Z takich zbiegów okoliczności powstało powszechne przekonanie, że telefony komórkowe słuchają naszych rozmów, nawet wtedy, gdy pozostają w stanie spoczynku. W rzeczywistości nie jest na szczęście tak źle – aby twój telefon przysłuchał się temu, co masz do powiedzenia, konieczne jest wypowiedzenie magicznych słów Hey Siri lub Okay Google, które uruchamiają wbudowanego asystenta. Dopiero wtedy włączona zostaje funkcja rozpoznawania mowy.

Sprawa gmatwa się nieco, gdy mówimy nie o systemie operacyjnym telefonu, a poszczególnych aplikacjach na nim zainstalowanych. Te, prosząc tuż po pobraniu o pozwolenie na korzystanie z różnorakich funkcji urządzenia, w tym mikrofonu, mogą być w teorii uruchamiane przez szereg zwrotów i sformułowań. Tak więc w zasadzie nie wiemy, które z nich, kiedy oraz po co korzystają z opcji nasłuchiwania. Mimo to aplikacje takie jak Facebook stanowczo zaprzeczają jakoby słuchały naszych prywatnych rozmów.

Fot. Cristian Dina/Pexels

Odłączyć wtyczkę

Jak sobie zatem z tym wszystkim poradzić? Opcji jest kilka. Jedną z nich, bardzo z resztą popularną, jako że wielu z nas wybiera ją podświadomie lub z czystej niewiedzy, jest zignorowanie problemu. Zaakceptowanie, że żyjemy obecnie w nieco dziwnej, ciut dystopijnej rzeczywistości, a słowo „prywatność” nie znaczy już tego samego, co kiedyś. Być może martwi cię nieco, ile informacji ma o tobie ma chiński rząd, ale jednocześnie wiesz, że w pierwszej kolejności martwić się o to muszą sami Chińczycy, nie ty.

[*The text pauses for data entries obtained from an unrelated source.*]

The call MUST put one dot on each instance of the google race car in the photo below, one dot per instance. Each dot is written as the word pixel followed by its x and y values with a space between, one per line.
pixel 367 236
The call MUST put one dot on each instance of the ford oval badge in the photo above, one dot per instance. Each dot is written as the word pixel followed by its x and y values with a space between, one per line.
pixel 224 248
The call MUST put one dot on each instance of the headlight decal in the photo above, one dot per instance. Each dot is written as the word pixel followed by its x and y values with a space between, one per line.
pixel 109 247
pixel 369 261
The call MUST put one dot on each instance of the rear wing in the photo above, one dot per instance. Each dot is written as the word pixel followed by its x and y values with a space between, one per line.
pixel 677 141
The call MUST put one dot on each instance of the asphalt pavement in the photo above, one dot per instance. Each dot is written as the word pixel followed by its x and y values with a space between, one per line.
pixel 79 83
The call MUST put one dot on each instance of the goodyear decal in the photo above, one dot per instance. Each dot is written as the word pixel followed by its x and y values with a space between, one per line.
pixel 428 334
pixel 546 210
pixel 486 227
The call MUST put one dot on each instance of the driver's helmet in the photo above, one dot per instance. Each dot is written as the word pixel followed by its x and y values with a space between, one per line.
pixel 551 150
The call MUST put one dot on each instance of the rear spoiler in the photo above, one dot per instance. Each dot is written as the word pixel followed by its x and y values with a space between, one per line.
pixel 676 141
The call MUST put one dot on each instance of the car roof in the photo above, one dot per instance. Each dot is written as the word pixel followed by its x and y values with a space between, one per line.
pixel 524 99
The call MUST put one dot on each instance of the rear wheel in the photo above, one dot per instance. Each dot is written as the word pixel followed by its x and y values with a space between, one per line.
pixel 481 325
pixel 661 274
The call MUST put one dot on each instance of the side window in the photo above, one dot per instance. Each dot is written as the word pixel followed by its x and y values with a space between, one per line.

Z drugiej strony, możesz zadeklarować przejście na luddycki styl życia i pozbyć się wszelkich elektronicznych gadżetów, co do których podejrzewasz, że śledzą każdy twój ruch. Ale życie technofoba dla wielu z nas może okazać się nierealistyczną mrzonką, w końcu chcemy mieć jakiś kontakt ze światem, a coraz więcej z nas korzysta z mediów społecznościowych i innych podobnych aplikacji nie tylko w życiu prywatnym, ale także w pracy. (Jak tylko ukaże się niniejszy artykuł, opublikuję go czym prędzej na naszym radiowym Facebooku).

Możesz też wybrać opcję pośrednią, choć prawdopodobnie najbardziej uciążliwą – czytać dokładnie politykę prywatności wszystkich aplikacji, z których korzystasz i świadomie wyłączać gromadzenie danych, które uznasz za zbyt inwazyjne. Ale i tu, niestety, twórcy smartfonowych aplikacji są jeden krok przed nami – z informacji zebranych z naszych telefonów wiedzą jedno – wyłączać funkcji gromadzenia danych wielu z nas się po prostu, po ludzku, nie chce.